This is a smaller release with some new features
MarginMSELoss
MarginMSELoss is a great method to train embeddings model with the help of a cross-encoder model. The details are explained here: MSMARCO - MarginMSE Training
You pass your training data in the format:
InputExample(texts=[query, positive, negative], label=cross_encoder.predict([query, positive])-cross_encoder.predict([query, negative])
MultipleNegativesSymmetricRankingLoss
MultipleNegativesRankingLoss computes the loss just in one way: Find the correct answer for a given question.
MultipleNegativesSymmetricRankingLoss also computes the loss in the other direction: Find the correct question for a given answer.
Breaking Change: CLIPModel
The CLIPModel is now based on the transformers
model.
You can still load it like this:
model = SentenceTransformer('clip-ViT-B-32')
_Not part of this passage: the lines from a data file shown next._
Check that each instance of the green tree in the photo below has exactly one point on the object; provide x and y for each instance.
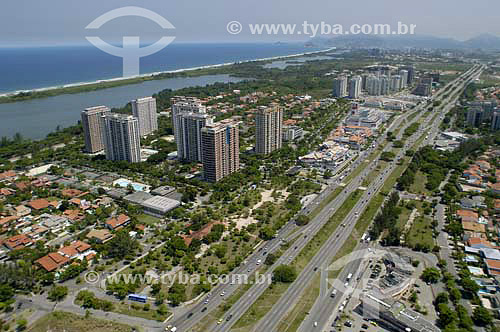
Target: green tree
(430, 275)
(284, 273)
(481, 316)
(57, 293)
(303, 220)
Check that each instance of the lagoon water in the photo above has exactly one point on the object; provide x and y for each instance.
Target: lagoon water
(38, 117)
(33, 68)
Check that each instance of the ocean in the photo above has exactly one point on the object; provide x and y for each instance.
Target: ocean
(35, 68)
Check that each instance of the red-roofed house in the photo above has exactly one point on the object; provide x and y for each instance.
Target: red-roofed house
(52, 261)
(39, 204)
(77, 249)
(71, 192)
(477, 242)
(492, 266)
(118, 222)
(18, 242)
(467, 215)
(7, 175)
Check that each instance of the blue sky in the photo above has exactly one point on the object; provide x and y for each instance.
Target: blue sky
(35, 22)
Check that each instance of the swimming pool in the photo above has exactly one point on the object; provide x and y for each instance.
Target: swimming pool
(124, 183)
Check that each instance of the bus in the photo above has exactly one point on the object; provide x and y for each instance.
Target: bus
(138, 298)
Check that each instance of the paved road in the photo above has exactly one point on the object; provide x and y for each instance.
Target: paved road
(321, 313)
(278, 312)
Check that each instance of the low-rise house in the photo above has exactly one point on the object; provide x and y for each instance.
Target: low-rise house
(100, 235)
(479, 243)
(54, 222)
(491, 254)
(76, 250)
(473, 203)
(118, 222)
(42, 203)
(37, 231)
(71, 192)
(493, 267)
(21, 211)
(473, 227)
(6, 222)
(19, 241)
(496, 188)
(468, 216)
(8, 175)
(4, 192)
(74, 215)
(52, 261)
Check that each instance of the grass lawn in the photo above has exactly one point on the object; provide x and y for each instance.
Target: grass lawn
(418, 186)
(404, 216)
(272, 294)
(216, 314)
(59, 321)
(260, 307)
(128, 309)
(147, 219)
(420, 233)
(300, 310)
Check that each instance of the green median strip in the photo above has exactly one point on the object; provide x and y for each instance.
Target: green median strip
(272, 294)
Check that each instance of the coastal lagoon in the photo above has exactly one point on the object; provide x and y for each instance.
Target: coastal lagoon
(37, 117)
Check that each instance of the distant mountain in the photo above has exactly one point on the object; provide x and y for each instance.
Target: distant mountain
(484, 42)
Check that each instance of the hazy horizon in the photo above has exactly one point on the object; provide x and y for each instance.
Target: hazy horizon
(61, 22)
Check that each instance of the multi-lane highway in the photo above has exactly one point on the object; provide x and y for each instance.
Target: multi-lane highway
(212, 300)
(327, 251)
(325, 308)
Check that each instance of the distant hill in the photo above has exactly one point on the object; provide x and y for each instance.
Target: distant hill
(483, 42)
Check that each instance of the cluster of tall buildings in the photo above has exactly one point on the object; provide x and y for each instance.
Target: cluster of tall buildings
(119, 135)
(268, 129)
(216, 144)
(480, 112)
(380, 80)
(340, 87)
(200, 139)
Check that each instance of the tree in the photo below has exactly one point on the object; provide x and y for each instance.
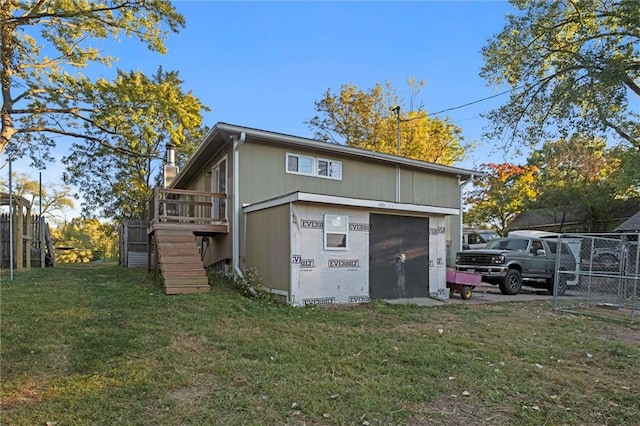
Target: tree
(364, 119)
(624, 176)
(43, 47)
(573, 67)
(503, 192)
(573, 178)
(55, 198)
(149, 114)
(84, 240)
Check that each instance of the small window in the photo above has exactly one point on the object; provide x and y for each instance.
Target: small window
(330, 169)
(300, 164)
(336, 229)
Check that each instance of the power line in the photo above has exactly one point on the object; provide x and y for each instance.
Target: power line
(462, 106)
(474, 102)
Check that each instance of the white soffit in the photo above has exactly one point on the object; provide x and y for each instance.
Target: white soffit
(350, 202)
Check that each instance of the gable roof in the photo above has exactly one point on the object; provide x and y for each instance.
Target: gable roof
(222, 133)
(558, 218)
(630, 225)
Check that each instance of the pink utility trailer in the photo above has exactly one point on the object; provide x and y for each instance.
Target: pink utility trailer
(463, 282)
Older SentenceTransformers versions are now longer able to load and use the 'clip-ViT-B-32' model.
Added files on the hub are automatically downloaded
PR #1116 checks if you have all files in your local cache or if there are added files on the hub. If this is the case, it will automatically download them.
SentenceTransformers.encode()
can return all values
When you set output_value=None
for the encode
method, all values (token_ids, token_embeddings, sentence_embedding) will be returned.